February 22, 2007

Many companies buy insurance out of habit, often renewing policies with little or no consideration—unless the premium goes up. But as businesses grow and change, so do their risks. And as the legal environment evolves, policies sometimes change without business owners realizing it. If buying insurance has become automatic, it may be time to consider a risk assessment.

What exactly is a risk assessment? When done correctly, it is a comprehensive analysis of your organization, designed to identify the risks that are unique to your business and to determine whether your existing insurance and risk management programs adequately address those risks.

Assessing the Insurance Program

To accurately assess your insurance program, your broker and lawyer should start by gaining a thorough understanding of your business. They should also be familiar with the types of losses other businesses are experiencing, the types of policies available to respond to them and the ways in which insurance companies are responding to such losses.

Once your broker and lawyer understand your business, they should turn their attention to your existing insurance policies. Do they cover your specific risks? Are the limits of coverage adequate? (Too much coverage wastes money, while too little coverage may leave you exposed for anything catastrophic.) Are there risks for which you think you are covered but, in fact, are not? Are there insurance policies available to you through your contractual relationships? Are there conflicts in coverage or unnecessary overlaps? Knowing the answers to these questions can help you spend your risk management dollars more efficiently.

Your broker or lawyer can also help you identify whether your risk profile is suitable for alternative risk management strategies, such as joining a risk retention group or setting up a captive risk entity.

The Right Policies with the Right Terms

Insurance policies are contracts, and the law treats them that way. The important thing is not necessarily what you think your policy covers or what you've been told it covers. Instead, it is the words on the paper—and how the courts in the various states in which you operate interpret those words—that most often control.

This is perhaps where your broker and lawyer can provide the greatest value. Serving as your risk management advocates, they can advise you on the policies to buy and the endorsements to request that will best match your risk profile. They can identify any confusing conditions that warrant clarification, as well as overly broad exclusions that could be narrowed. They also know what types of policies are available to cover specific categories of risk based on

  1. An individual's status (e.g., directors' and officers' personal liability for decisions made on behalf of a company)

  2. What a person does for a living (e.g., the risks from errors and omissions arising from one's profession or business)

  3. Certain assets (e.g., the risks of infringement of intangible assets, or damage to professional reputation)

  4. Certain events (e.g., a product recall)

Assessing the Risk Management Program

Although insurance is a critical element of any risk management program, a good risk assessment will also examine your corporate policies and procedures. Well-conceived and reliably implemented policies and procedures can go a long way towards preventing loss.

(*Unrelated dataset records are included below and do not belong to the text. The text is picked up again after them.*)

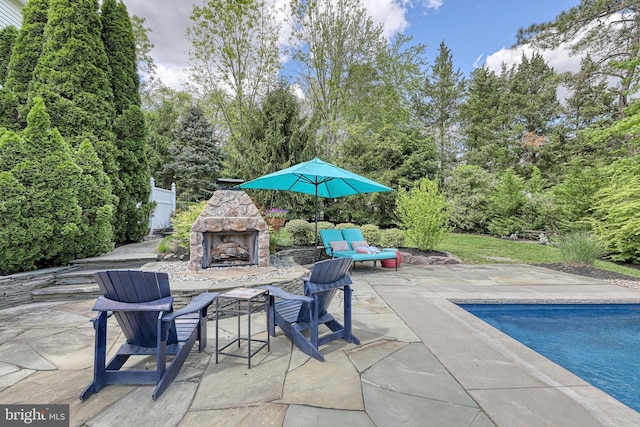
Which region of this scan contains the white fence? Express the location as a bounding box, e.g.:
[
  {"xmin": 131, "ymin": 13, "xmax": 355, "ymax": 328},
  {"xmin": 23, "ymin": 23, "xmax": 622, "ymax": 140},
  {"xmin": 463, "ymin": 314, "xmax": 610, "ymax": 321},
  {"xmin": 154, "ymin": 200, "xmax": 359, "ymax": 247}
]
[{"xmin": 149, "ymin": 178, "xmax": 176, "ymax": 235}]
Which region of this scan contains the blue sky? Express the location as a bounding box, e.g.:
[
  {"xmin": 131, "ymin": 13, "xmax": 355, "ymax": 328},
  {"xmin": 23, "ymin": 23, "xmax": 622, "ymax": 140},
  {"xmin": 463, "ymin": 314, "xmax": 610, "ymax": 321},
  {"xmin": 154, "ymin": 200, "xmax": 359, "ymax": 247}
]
[
  {"xmin": 123, "ymin": 0, "xmax": 580, "ymax": 88},
  {"xmin": 405, "ymin": 0, "xmax": 580, "ymax": 75}
]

For example, good employment policies can reduce the risk of employment-related claims for sexual harassment, wrongful termination and other similar issues. A well-designed safety program can limit the risk of workplace accidents, which will lower the cost of workers' compensation insurance. Good accounting policies can reduce the risk of loss from employee dishonesty. Likewise, a program that allows employees to report financial concerns, without fear of retaliation, can minimize the risk of exposure related to Sarbanes-Oxley. Collectively, these kinds of programs can also make your company a more attractive risk to insurance companies, which may ultimately result in lower premiums and a higher quality of coverage.

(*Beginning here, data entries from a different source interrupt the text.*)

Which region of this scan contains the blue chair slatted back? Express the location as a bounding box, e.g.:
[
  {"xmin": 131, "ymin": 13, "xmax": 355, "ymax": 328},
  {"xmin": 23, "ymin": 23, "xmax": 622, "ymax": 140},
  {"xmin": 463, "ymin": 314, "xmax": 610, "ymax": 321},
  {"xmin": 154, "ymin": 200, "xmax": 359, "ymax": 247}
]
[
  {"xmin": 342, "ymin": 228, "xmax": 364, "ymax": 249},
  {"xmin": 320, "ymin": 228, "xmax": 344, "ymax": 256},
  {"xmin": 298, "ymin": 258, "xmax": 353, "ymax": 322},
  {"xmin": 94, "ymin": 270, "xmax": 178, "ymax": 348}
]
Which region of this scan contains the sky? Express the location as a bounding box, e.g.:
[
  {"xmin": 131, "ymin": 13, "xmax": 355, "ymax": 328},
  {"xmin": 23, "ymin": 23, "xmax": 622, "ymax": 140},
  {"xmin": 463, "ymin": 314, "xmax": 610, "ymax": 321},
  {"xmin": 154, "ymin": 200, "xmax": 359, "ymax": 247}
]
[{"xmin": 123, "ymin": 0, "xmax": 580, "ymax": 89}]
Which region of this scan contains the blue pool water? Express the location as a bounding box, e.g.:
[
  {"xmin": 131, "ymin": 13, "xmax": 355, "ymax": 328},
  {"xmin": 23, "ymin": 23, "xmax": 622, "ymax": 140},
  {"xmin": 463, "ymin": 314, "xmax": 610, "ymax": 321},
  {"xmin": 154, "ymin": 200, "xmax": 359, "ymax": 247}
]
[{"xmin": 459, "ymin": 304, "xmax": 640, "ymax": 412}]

Risk Assessments Can Save Money

There are many ways a thorough risk assessment can save money. By helping you get the coverage you need—with the right terms and conditions—you may avoid gaps and overlaps in coverage, both of which waste resources. By negotiating for clear policy language, you reduce the risk of a dispute with your insurance company over coverage and increase the likelihood of obtaining a recovery without a costly court battle. By identifying where you have coverage through your contractual arrangements, you may be able to save money on premiums. You may also reduce the risk of having to wait for coverage while two or more insurance companies fight over which one is supposed to cover you. Furthermore, a good risk assessment can save you money by helping you improve your company's compliance, governance and safety practices, which can reduce the risk of having a claim in the first place.

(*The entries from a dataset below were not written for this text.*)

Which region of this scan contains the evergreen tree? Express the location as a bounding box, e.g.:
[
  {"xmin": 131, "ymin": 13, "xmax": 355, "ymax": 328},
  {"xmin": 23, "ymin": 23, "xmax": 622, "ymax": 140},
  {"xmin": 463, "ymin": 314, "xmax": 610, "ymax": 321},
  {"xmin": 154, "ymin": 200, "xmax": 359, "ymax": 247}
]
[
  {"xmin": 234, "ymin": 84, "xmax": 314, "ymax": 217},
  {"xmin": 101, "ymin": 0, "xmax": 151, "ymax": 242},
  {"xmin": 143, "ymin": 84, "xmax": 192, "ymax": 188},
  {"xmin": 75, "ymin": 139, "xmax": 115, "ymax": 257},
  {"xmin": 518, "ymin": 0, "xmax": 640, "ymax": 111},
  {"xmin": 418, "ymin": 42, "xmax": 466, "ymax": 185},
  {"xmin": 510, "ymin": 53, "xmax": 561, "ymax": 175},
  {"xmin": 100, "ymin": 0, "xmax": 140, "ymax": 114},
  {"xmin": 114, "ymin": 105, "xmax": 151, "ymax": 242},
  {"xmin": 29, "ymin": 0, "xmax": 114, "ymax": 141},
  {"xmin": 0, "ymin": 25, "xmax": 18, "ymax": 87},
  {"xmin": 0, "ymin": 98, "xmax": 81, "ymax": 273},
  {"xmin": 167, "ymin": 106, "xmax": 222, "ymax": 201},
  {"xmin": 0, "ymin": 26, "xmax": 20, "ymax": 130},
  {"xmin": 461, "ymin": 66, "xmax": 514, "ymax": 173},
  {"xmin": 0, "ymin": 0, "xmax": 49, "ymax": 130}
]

In the same way that obtaining credit and raising capital are critical aspects of growing a business, managing and transferring risk are essential elements of your success. All too frequently, however, businesses view risk management as a cost without an upside (unless there is a loss, in which case collecting from the insurance company is often seen as a hassle). But a good risk management program can protect your balance sheet, which leads to greater flexibility to develop and grow your business. Getting there begins with a comprehensive risk assessment. Working together, your broker and lawyer can be a valuable part of that process.

This article contains material of general interest and should not be construed as legal advice or a legal opinion on any specific facts or circumstances. Under applicable rules of professional conduct, this content may be regarded as attorney advertising.